To give an example: in one of the British Columbia studies there was certainly a strong correlation between falling diagnoses in people who inject drugs and the proportion of them on treatment (with, consequently, a lower CVL in this group). However, as the authors point out, improvements in access to antiretroviral therapy could be accompanied by improved access to injecting equipment and methadone. Or the link could be more indirect: improved access to ART might also put them in touch with support services that enable them to manage their risk behaviour. Viral load and HIV infections may not be directly linked at all but could both be caused by a third factor; so an increase in the proportion of people on treatment (factor A) and a reduction in risk behaviour (factor B) could both be due to an ageing population who are both more likely to be in care and to have less casual sex.

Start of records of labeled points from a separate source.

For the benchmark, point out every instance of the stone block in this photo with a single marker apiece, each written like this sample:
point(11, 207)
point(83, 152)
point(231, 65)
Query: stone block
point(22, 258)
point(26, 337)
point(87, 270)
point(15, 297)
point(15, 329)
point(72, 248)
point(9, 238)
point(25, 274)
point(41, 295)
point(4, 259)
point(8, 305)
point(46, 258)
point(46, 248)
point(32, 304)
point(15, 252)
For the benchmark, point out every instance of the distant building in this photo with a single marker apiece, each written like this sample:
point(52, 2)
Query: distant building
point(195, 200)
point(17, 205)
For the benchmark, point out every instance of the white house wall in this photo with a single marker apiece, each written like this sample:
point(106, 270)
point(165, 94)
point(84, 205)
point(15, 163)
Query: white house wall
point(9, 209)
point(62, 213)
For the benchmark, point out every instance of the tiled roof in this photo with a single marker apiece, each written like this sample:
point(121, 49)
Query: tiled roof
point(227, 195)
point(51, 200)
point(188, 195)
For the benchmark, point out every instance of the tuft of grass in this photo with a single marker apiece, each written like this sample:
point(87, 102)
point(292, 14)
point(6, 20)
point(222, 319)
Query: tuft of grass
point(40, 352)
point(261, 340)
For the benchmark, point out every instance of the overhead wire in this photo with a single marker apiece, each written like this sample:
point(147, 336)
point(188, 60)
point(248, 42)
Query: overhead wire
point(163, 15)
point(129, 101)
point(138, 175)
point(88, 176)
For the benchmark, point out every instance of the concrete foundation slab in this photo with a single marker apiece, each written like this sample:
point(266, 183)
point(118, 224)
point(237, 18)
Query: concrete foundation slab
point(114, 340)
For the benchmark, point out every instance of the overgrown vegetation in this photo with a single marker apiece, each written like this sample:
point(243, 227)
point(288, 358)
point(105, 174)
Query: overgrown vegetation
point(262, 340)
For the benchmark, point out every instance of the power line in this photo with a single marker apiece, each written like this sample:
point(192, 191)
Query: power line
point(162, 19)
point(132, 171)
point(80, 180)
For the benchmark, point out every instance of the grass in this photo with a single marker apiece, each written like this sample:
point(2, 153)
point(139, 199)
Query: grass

The authors end by recommending that, rather than using the average viral load in a population, a better tool for predicting HIV incidence in modelling studies would be the proportion of people in the whole population who have HIV viral loads above the limit of detection, or above a cut-off point such as 1000 copies/ml. This takes HIV prevalence into account and also, because few people not in care will have low viral loads, is almost a proxy for the proportion of people in care and their retention in care. It does, however, still depend on accurate estimates of the proportion of people who remain undiagnosed.

Reference

Miller WC, Powers KA, Smith MK and Cohen MS. Community viral load as a measure for assessment of HIV treatment as prevention. The Lancet Infectious Diseases 13: 459-64, 2013.